I was trying to draw the fairytale tower… it failed… or rather, I didn’t like what I drew… The shape of a fairytale is always winding, there are towers, or steps, or a path through a forest. You always find the path, even if you lose your way. The path is always there and it always winds. It is really a circular path that spirals in. I saw my perspective shift, and I drew the spiralling path, the tower and its stairs winding around it, from above. The well from the bottom. You always find yourself journeying to the centre. You end at the centre, you are alive and whole. You have escaped death, sometimes by acheiving impossible tasks, sometimes by your wits and sometimes with the help of other beings.

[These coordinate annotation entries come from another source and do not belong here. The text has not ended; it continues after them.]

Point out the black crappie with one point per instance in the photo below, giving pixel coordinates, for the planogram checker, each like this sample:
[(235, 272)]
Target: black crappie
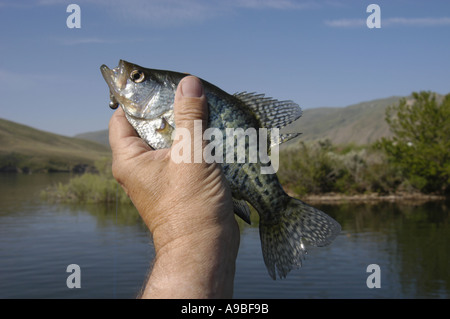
[(147, 97)]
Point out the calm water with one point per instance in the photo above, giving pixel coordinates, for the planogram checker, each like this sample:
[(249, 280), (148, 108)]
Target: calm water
[(114, 250)]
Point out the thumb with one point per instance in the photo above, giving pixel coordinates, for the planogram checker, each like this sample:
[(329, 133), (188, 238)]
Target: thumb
[(191, 115), (190, 103)]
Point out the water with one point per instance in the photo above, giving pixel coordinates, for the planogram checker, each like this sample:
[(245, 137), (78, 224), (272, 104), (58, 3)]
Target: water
[(410, 244)]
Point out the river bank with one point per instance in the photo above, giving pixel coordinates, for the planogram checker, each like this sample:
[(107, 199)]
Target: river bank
[(336, 198)]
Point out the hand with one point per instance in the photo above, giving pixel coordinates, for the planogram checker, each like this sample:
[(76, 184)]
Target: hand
[(187, 206)]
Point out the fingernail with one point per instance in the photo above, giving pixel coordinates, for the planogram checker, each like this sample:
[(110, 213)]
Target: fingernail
[(191, 87)]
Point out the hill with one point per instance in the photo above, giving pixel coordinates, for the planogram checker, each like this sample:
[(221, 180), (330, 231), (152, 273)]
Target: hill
[(25, 149), (361, 123), (97, 136)]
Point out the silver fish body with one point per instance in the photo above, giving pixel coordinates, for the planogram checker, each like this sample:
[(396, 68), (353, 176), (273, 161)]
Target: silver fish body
[(147, 97)]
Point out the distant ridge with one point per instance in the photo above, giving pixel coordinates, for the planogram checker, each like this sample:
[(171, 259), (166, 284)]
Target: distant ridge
[(26, 149), (361, 124), (96, 136)]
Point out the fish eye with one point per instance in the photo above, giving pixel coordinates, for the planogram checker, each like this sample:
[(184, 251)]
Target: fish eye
[(137, 76)]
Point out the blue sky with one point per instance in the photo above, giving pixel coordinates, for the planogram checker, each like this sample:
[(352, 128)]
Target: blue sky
[(317, 53)]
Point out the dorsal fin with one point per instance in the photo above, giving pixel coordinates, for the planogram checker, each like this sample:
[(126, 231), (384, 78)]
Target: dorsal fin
[(271, 113)]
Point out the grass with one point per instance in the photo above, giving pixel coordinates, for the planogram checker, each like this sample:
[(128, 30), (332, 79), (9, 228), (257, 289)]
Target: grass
[(98, 187), (25, 149)]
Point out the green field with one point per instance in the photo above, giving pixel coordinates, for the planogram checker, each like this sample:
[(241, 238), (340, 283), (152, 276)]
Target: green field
[(25, 149)]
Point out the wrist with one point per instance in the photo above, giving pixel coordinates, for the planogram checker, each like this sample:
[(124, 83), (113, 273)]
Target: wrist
[(198, 265)]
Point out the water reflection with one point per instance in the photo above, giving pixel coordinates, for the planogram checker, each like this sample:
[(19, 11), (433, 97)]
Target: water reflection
[(111, 244)]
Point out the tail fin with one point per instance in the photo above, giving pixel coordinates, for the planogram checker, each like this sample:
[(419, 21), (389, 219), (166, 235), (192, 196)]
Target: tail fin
[(281, 240)]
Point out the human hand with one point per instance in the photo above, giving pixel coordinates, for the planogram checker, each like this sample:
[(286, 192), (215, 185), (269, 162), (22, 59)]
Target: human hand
[(186, 206)]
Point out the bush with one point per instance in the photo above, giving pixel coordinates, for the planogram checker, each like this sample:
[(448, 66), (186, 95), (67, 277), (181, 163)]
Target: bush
[(420, 147)]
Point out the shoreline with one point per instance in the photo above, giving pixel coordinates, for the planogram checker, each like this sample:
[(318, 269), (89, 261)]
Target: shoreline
[(336, 198)]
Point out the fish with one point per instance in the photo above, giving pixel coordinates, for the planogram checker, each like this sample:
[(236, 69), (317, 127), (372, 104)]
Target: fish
[(147, 98)]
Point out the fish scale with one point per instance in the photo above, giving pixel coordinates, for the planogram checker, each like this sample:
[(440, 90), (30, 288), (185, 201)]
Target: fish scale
[(147, 97)]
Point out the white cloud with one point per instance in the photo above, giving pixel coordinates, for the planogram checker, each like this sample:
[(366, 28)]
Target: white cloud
[(415, 22), (419, 22), (346, 23)]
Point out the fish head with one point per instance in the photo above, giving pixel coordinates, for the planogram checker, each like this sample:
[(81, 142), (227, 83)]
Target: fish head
[(142, 93)]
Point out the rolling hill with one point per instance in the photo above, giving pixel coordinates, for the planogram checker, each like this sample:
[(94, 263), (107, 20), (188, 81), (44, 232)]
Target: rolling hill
[(361, 123), (25, 149)]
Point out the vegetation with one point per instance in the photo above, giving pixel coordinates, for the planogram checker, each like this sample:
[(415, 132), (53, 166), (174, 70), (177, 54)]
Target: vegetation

You grow a little more – you start outward, go inward, and mature that little bit more. You move towards your centre. Maybe you move toward the moon…
You can set a trail, but it won’t help you, you have to have the adventure first, and, even though you may think yourself lost, the lesson is always just around the corner, and it will not lose you. I think it strange and beautifully ephemeral that people so often talk about Hansel and Gretel’s breadcrumbs and not the white stones, when they recall the tale. Even though the successful trail was the white stones, their home was no longer theirs and they had to leave. The breadcrumbs had to be eaten by the birds (probably crows) so that they could get lost in the forest and find the next stage of ther lives, however dangerous it was.
Fairytales are full of extreme colours. Metallics – gold, silver, bronze – or the severe contrasts of whites and blacks. Look for fairytale images on the internet and your search will come back full of red – apples, blood, roses and a shock of red cloak. Red, the colour of fire and youth – the colour of extremes… of adventure and danger, of anger and passion, of potential violence, of breaking and birthing, of sex and its scarier cousin, love…
We set off on our inner spiralling adventure, not knowing which version of the tale we will end up in. Will we be eaten by the wolf? Will we unwittingly eat our grandmother? Will a wolf encourage us to throw our clothes on the fire? Can we use our cunning to slip the wolf’s grasp, tying the string he winds around us to a tree-stump and making our escape? Who will our tale be told by?
“Fairy tales were not my escape from reality as a child; rather, they were my reality — for mine was a world in which good and evil were not abstract concepts, and like fairy-tale heroines, no magic would save me unless I had the wit and heart and courage to use it widely.”